日頃のモヤモヤとした悩み事も少し発散できた。
「まだついてくる。可愛いな。」
「本当、動物が好きなんだな。」
「可愛いからな!正直で真面目だし。」
「格さんは、女より動物か。」
「おいらは食べ物がいい!でも、シカせんべいっておいしくなかったですね。」
「え?お前食ったのか?」
「かじっただけですよ。あと全部鹿にやったから。あんなものよく食べられるなぁ。」
「ハハハ。腹こわすなよ。…あ、雨降ってきた。」
「本当だ。本降りになるかな?」
予想通り雨が激しく降ってきたので雨宿りをした。
「お銀、弥七ってこんなに大雨でも平気なのか?」
「ええ。もちろん。風邪なんか引かないわ。」
「へぇ。忍びって強いんだな。」
わたしはそこまで強くない。風邪もひくし、歩きすぎると足が痛くなる。
やっぱり血が薄くなってるのかな。
「弱かったら商売にならないわ。だから小さいころから鍛えるの。」
そうか、鍛えてないからダメなのか。
最近あまり鍛練してないからちゃんとやらないと。
なかなか雨はやまなかった。
ただ時間が過ぎていく状況に耐えかねて助三郎が申し出た。
「ご隠居、宿取ってきます。ずっとここにいたら宿がなくなります。」
「濡れるぞ。止んでからにした方が…。」
「いつ止むか分からん。ひとっ走り行ってくる。」
しばらくすると雨が弱まってきた。
「やみましたね、助さんもうちょっと待てばよかったのに。

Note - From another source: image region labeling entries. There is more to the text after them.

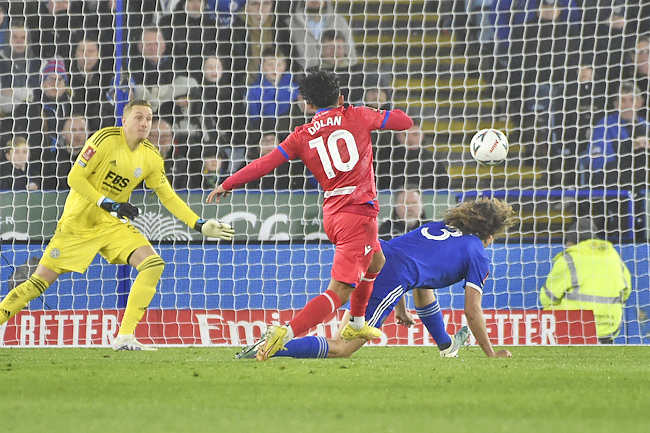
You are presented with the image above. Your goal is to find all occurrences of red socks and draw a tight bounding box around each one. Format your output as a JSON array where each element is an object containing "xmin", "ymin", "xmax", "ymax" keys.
[
  {"xmin": 289, "ymin": 286, "xmax": 342, "ymax": 337},
  {"xmin": 350, "ymin": 272, "xmax": 379, "ymax": 317}
]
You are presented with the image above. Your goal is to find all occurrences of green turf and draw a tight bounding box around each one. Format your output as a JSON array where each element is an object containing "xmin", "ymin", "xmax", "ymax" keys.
[{"xmin": 0, "ymin": 347, "xmax": 650, "ymax": 433}]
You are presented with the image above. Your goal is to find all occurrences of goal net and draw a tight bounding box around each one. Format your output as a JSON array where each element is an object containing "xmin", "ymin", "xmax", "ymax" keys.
[{"xmin": 0, "ymin": 0, "xmax": 650, "ymax": 347}]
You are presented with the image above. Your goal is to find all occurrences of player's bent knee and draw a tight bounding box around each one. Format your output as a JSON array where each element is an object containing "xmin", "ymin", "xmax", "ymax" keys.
[{"xmin": 136, "ymin": 254, "xmax": 165, "ymax": 278}]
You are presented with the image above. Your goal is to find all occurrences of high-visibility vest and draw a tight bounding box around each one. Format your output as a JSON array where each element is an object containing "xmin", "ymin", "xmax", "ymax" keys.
[{"xmin": 539, "ymin": 239, "xmax": 632, "ymax": 338}]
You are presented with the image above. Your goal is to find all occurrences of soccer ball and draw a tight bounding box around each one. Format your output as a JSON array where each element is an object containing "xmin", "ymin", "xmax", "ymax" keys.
[{"xmin": 469, "ymin": 129, "xmax": 509, "ymax": 165}]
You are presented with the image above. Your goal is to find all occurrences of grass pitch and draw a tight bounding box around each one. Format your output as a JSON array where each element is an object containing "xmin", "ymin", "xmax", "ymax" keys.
[{"xmin": 0, "ymin": 347, "xmax": 650, "ymax": 433}]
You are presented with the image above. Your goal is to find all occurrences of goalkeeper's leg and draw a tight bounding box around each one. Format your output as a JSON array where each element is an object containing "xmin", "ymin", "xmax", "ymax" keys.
[
  {"xmin": 118, "ymin": 247, "xmax": 165, "ymax": 335},
  {"xmin": 0, "ymin": 265, "xmax": 60, "ymax": 325}
]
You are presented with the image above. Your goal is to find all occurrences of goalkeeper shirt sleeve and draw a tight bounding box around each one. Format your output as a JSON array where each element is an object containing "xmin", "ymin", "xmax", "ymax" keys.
[
  {"xmin": 221, "ymin": 147, "xmax": 290, "ymax": 191},
  {"xmin": 68, "ymin": 164, "xmax": 104, "ymax": 203},
  {"xmin": 154, "ymin": 180, "xmax": 199, "ymax": 228}
]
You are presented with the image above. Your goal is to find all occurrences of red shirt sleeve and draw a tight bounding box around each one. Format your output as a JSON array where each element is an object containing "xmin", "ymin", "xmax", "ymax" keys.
[
  {"xmin": 381, "ymin": 108, "xmax": 413, "ymax": 131},
  {"xmin": 221, "ymin": 148, "xmax": 288, "ymax": 191}
]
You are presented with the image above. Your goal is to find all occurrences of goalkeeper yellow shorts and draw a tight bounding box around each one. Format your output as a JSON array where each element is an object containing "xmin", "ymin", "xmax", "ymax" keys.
[{"xmin": 40, "ymin": 223, "xmax": 151, "ymax": 274}]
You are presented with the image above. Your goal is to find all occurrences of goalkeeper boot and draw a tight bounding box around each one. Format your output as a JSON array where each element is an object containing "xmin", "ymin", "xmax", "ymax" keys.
[
  {"xmin": 112, "ymin": 334, "xmax": 158, "ymax": 350},
  {"xmin": 235, "ymin": 338, "xmax": 265, "ymax": 359},
  {"xmin": 341, "ymin": 322, "xmax": 381, "ymax": 341},
  {"xmin": 440, "ymin": 326, "xmax": 469, "ymax": 358},
  {"xmin": 255, "ymin": 325, "xmax": 289, "ymax": 361}
]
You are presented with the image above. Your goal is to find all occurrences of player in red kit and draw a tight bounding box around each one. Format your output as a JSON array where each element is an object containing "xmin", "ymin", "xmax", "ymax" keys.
[{"xmin": 207, "ymin": 71, "xmax": 413, "ymax": 361}]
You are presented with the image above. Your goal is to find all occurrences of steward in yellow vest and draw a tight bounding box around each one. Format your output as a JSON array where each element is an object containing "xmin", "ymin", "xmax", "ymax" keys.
[{"xmin": 539, "ymin": 239, "xmax": 631, "ymax": 344}]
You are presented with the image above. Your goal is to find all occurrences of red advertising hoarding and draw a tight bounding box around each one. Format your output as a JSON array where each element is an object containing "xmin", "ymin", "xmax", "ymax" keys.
[{"xmin": 0, "ymin": 310, "xmax": 597, "ymax": 347}]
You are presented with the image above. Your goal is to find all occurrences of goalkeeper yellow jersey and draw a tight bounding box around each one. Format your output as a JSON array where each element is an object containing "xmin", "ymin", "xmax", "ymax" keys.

」
「ご隠居、宿がやはりうまっていたので、ここの近くの民家に泊めてもらうことになりました。」
「御苦労。ずいぶん濡れておるな。大丈夫か?」
「はい。なんともありませんよ、これくらいは。」
今日泊まらせてもらう民家は結構大きかった。
こんなに大人数じゃ普通の家は泊めてくれない。
年配の女の人と、わたしと同じ年ぐらいの女の人がいた
「大変でしたね。雨がひどくて。」
「ささ、おあがりください。」
やっぱり助三郎さまはこの若い女の人に目が眩んだのか。
情けない。
しかしすぐに若い男が出てきた。
どうやらこの女の人の旦那さんらしかった。
良かった、とりこし苦労か…。
「たいそう濡れてますね、着替えがあるのでどうぞ、お使いください。」
みじめなくらい助三郎は濡れていた。
ぽたぽた水が滴っていた。
その様子をじっと見ていた早苗に気づき助三郎は一言。
「どうだ?俺?」
「…濡れネズミだな。」
「いや、水も滴る良い男…。」
「確かにそうかも。…なこと言ってないで早く着替えろ。風邪引くぞ。」
「大丈夫…ヘックション!」
「ほらみろ。冷えたんじゃないか?早く着替え…って、いきなり脱ぐな!」
「だって着替えろって…」
女がいっぱいいる中でいきなり脱いだ。
目のやり場に困るようでみなうろたえていた。
「人の目の前で、家の玄関で脱ぐバカがどこにいる!これだから男は…」
「また、変な事言ってるな。」
「とにかく、隅で着換えるんだぞ!じゃあな!」
助三郎一人を残して、先に家に上げてもらった。